第121話 姫騎士と駆け落ち
「グラッドさまにお願いがあります。私を連れて、この国を出てくださいませんか?」
「えっ!?」
姫騎士からの申し出に驚きを隠せない。
てっきり俺のことを恨んでいるかと思っていたのだが……。いやいや、脇に兵士たちが潜んでいて……なんて考えたが、わざわざ二人きりになる必要はない。
俺は手を組み、その上に顎を乗せる。
「詳しく聞かせてもらおうか」
姫騎士の真意を測りかねてのことだ。
「はい……」
姫騎士は俺の座るソファーの隣に腰掛けてくる。それ自体はおかしなことじゃない。内緒話を誰かに聞かれないためにも距離を詰めて話すことは大事なことなんだから。
しかし、その距離感おかしい。
まるで恋人同士が電車のシートで揺られるように肩を合わせてきていたのだ。
「近いぞ! 貴様は俺のことが嫌いなんじゃないのか!?」
「どうして私がグラッドさまをお嫌いになることがあるのでしょうか? 私のしくじりからお漏らしを誰に言うこともなく、さらに下着まで替えてくださり従者の下へと運んでくださった……。あなたがただの幼い商家の令息とはとても思えないのです」
姫騎士の話しぶりから俺は恐ろしくなって彼女の表情を窺うと、俺を見つめる瞳がとろんと蕩けており、気づくと手を重ねられていた。
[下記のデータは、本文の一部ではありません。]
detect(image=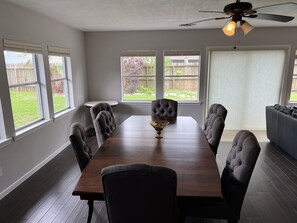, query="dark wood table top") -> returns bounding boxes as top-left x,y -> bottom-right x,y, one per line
73,116 -> 221,200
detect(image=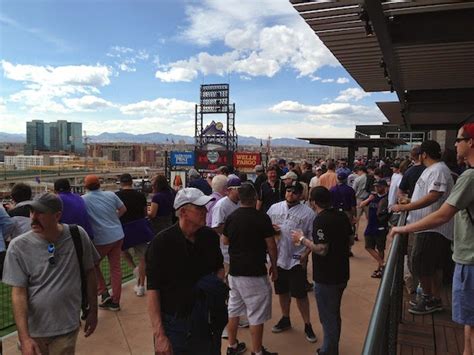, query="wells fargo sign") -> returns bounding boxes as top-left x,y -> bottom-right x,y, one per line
234,152 -> 262,170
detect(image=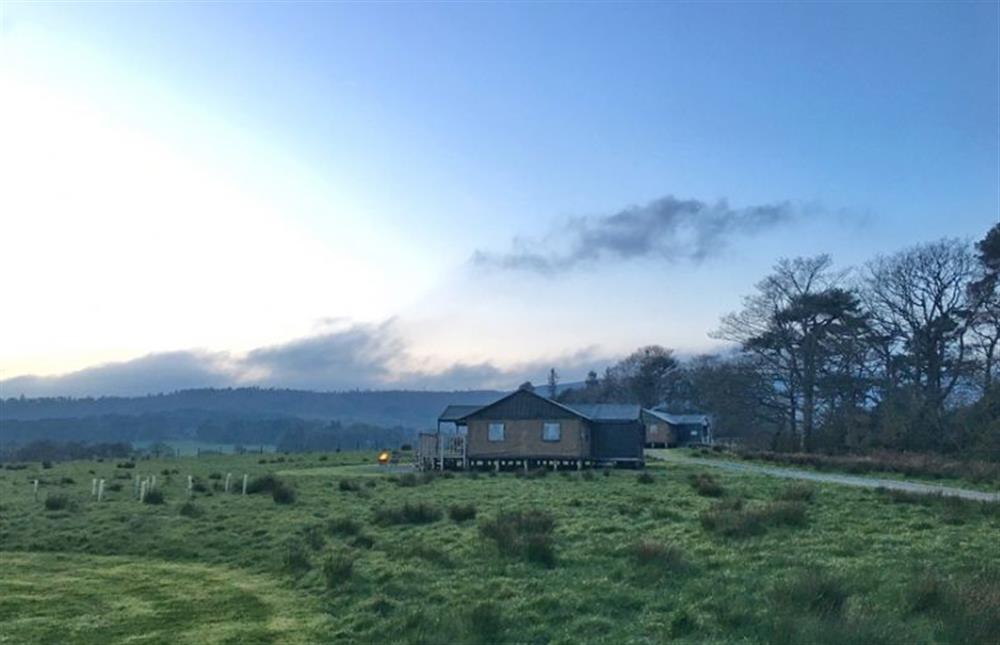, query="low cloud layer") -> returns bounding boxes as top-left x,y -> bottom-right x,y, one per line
0,321 -> 608,398
472,195 -> 794,274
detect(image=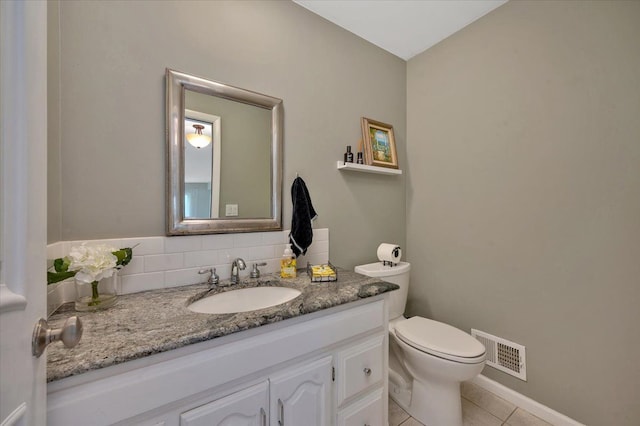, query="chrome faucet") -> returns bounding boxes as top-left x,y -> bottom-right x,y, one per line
231,257 -> 247,284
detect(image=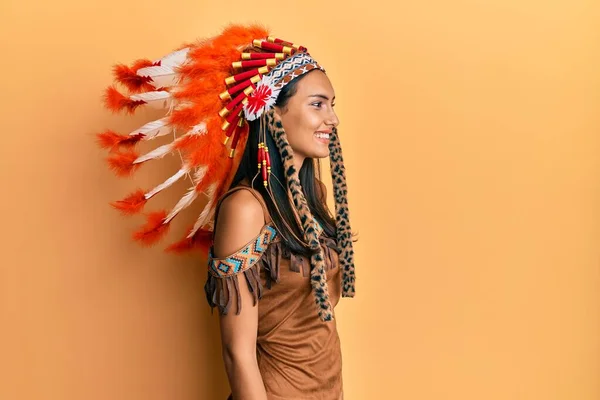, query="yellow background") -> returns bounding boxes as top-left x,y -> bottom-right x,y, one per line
0,0 -> 600,400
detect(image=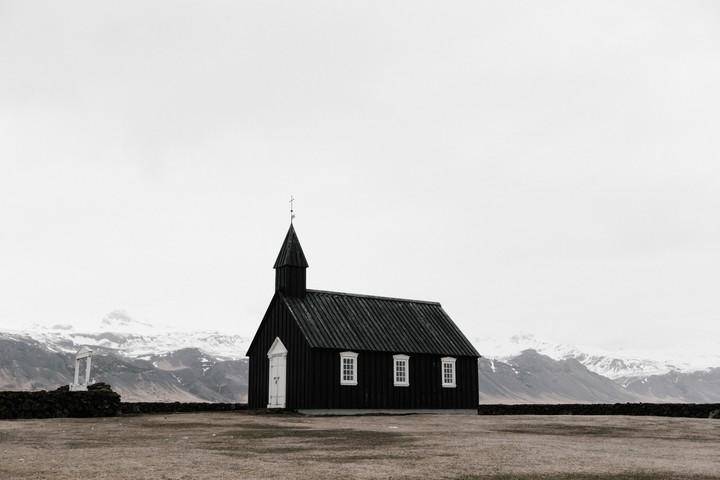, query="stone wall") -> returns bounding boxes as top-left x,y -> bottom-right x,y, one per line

「それに無理やり貞操を奪われるのではないかと覚悟を決めておりましたが、まったくそんなことはなく私の身体は清いまま帰していただけました。私に言い寄る男たちは獣と呼ぶに相応しい者たちばかりで、それでいて勇気も強さも聡明さも持ち合わせておりません……」
ふうっと深いため息をつきながら、姫騎士は目線を下げる。
お顔は乙女ゲーの王女だけあり、すこぶるかわいいというか凛とした美しさがある。尚且つ気丈な彼女を分からせてやりたいと邪な心持つ野郎がいてもまったくおかしくない。
「なるほどな。貴様の想いは分かった」
「じゃあ、いますぐに!」
「まあ待て。いま動くのは得策とは言えない。俺は王子妃が決定するその日が安心と疲れから周囲の気が緩み、警備が手薄になり出国しやすいと思う」
「っ!?」
誰にでも考えつきそうな適当な言い訳を伝えると姫騎士は澄んだ瞳を大きく見開いて驚いていた。
「さすがは私が見込んだだけあるグラッドさまですわ。そんな素晴らしいアイデアなど思い付きもしませんでした……。ですが私の人を見る目は間違っていなかったと思います」
「最初は不審者扱いされてたんだがな……」
「そ、それは……人には間違いというものがございますので……申し訳ありません……」
「まあいい。それよりも理由だ、理由」
「はい、兄であるアスタルはあろうことか、リーベンラシアの王太子ブラッドとの婚約を提案してきたのです! ブラッドは魔王と周辺国から噂され、冷酷無比、残虐非道……加えて無類の女好きで数々の令嬢を攫い夜な夜な破廉恥なことをしていると聞き及んでおります」
おお! 王道の異世界恋愛パターンが出てきて、ほっこりする。
あれだよな、最低の男の下に嫁いだら実はヤンデレ溺愛してくる最高で理想の男だったっていうパターン。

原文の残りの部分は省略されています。